Some things I would like the chip to do:
Video output (NTSC/PAL/VGA like propeller)
ADC analog to digital converter
Multiple I/O
Serial communication
Wireless (would be nice but not needed-any type)
Ram
On board memory (not a must)
Multitasking (like the 8 cores able to simultaneously work with propeller)
DIP package
General-purpose
Mice, keyboards, LCDs
Stepper motors and sensors.
I would be appreciative of any help or advice. Thanks in advance
also I only know like mouser and digikey to buy parts besides parallax- is there somewhere more affordable I should be looking?
Some things I would like the chip to do:
Video output (NTSC/PAL/VGA like propeller)
ADC analog to digital converter
Multiple I/O
Serial communication
Wireless (would be nice but not needed-any type)
Ram
On board memory (not a must)
Multitasking (like the 8 cores able to simultaneously work with propeller)
DIP package
General-purpose
Mice, keyboards, LCDs
Stepper motors and sensors.
I would be appreciative of any help or advice.
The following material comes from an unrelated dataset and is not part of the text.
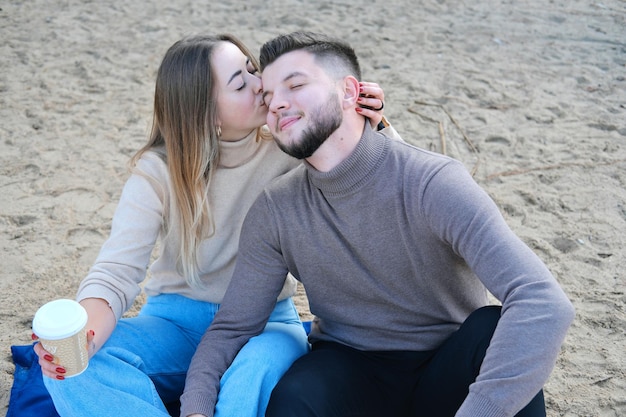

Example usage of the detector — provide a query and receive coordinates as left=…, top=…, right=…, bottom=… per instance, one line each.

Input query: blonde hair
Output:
left=130, top=34, right=264, bottom=287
Thanks in advance
also I only know like mouser and digikey to buy parts besides parallax- is there somewhere more affordable I should be looking?
Comments
That's quite a laundry-list
If you stipulate :
*Video output (NTSC/PAL/VGA like propeller)
*Multitasking (like the 8 cores able to simultaneously work with propeller)
*DIP package
The choice is easy - The Propeller !
Video output is niche, and 8 cores is certainly not common, and DIP is also rare these days....
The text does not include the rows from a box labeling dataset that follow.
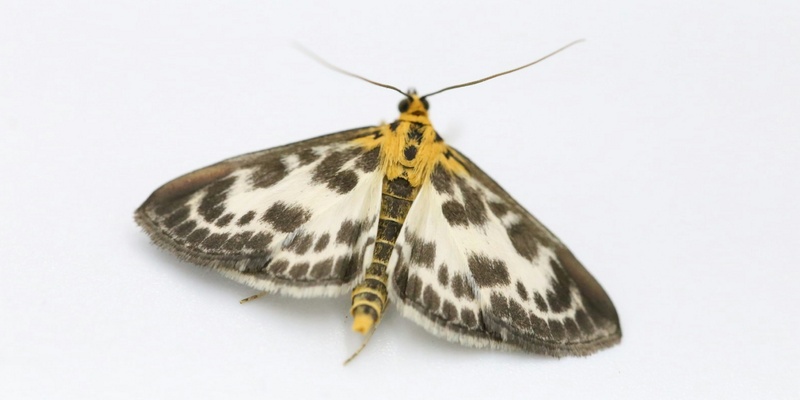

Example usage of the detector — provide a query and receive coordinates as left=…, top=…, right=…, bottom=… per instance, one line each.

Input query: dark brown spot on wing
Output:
left=261, top=201, right=311, bottom=233
left=268, top=260, right=289, bottom=275
left=214, top=213, right=234, bottom=228
left=467, top=254, right=509, bottom=287
left=517, top=281, right=528, bottom=301
left=547, top=258, right=572, bottom=313
left=506, top=219, right=542, bottom=261
left=442, top=200, right=468, bottom=226
left=556, top=246, right=619, bottom=326
left=422, top=285, right=441, bottom=311
left=336, top=219, right=367, bottom=247
left=250, top=155, right=289, bottom=189
left=311, top=258, right=333, bottom=279
left=356, top=147, right=381, bottom=172
left=286, top=233, right=314, bottom=255
left=236, top=211, right=256, bottom=226
left=461, top=185, right=486, bottom=225
left=489, top=201, right=508, bottom=218
left=533, top=293, right=550, bottom=312
left=403, top=146, right=417, bottom=161
left=461, top=307, right=478, bottom=327
left=437, top=264, right=450, bottom=287
left=197, top=177, right=236, bottom=222
left=431, top=164, right=454, bottom=195
left=144, top=163, right=236, bottom=206
left=327, top=171, right=358, bottom=194
left=407, top=233, right=436, bottom=268
left=164, top=206, right=189, bottom=228
left=442, top=300, right=458, bottom=321
left=186, top=228, right=211, bottom=246
left=289, top=263, right=310, bottom=279
left=245, top=232, right=272, bottom=250
left=297, top=147, right=319, bottom=167
left=173, top=220, right=197, bottom=237
left=314, top=233, right=331, bottom=253
left=222, top=231, right=253, bottom=251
I know of no one offering Wireless and DIP MCUs. The GHz needed is not compatible with DIP packaging.
In DIP packaging, you are extremely limited.
And we haven’t even got to the other requirements.
Reading your list I would go with a Raspberry PI. For the $34 you get your laundry list already done. Just plug it in and start coding. It has several pins just like the P1 and they can be programmed to interface to many devices.
Mike
It's WAY faster than even the fastest Micromite and supports multitasking.
The language is no longer being developed but I don't care, it's already very capable and it's interactive.
At 40MHz, it runs an empty FOR/NEXT, 1,280,000/sec. The hex file is free.
http://www.bypic.co.uk/
https://hackaday.com/2016/10/27/basic-interpreter-hidden-in-esp32-silicon/
The article states that peek and poke do not work, but they do.
And it is very incapable and has some bugs the current author refuses to fix.
Invest your time in better toys.
Tiny Basic was meant to do what Forth soon ended up doing better, providing a very low memory footprint way of doing basic interactive functions on a small computer. It was really the first practical language to be implemented for home computers in the mid-1970's when those machines had 1K or maybe if you were extravagant 4K of RAM. "Level I" Basic for the TRS-80 was essentially a port of Tiny Basic. ("Level II" Basic was Microsoft's first chance to suck to its full glory.) Tiny Basic could do surprisingly grand things if it provided the keywords and you had enough RAM.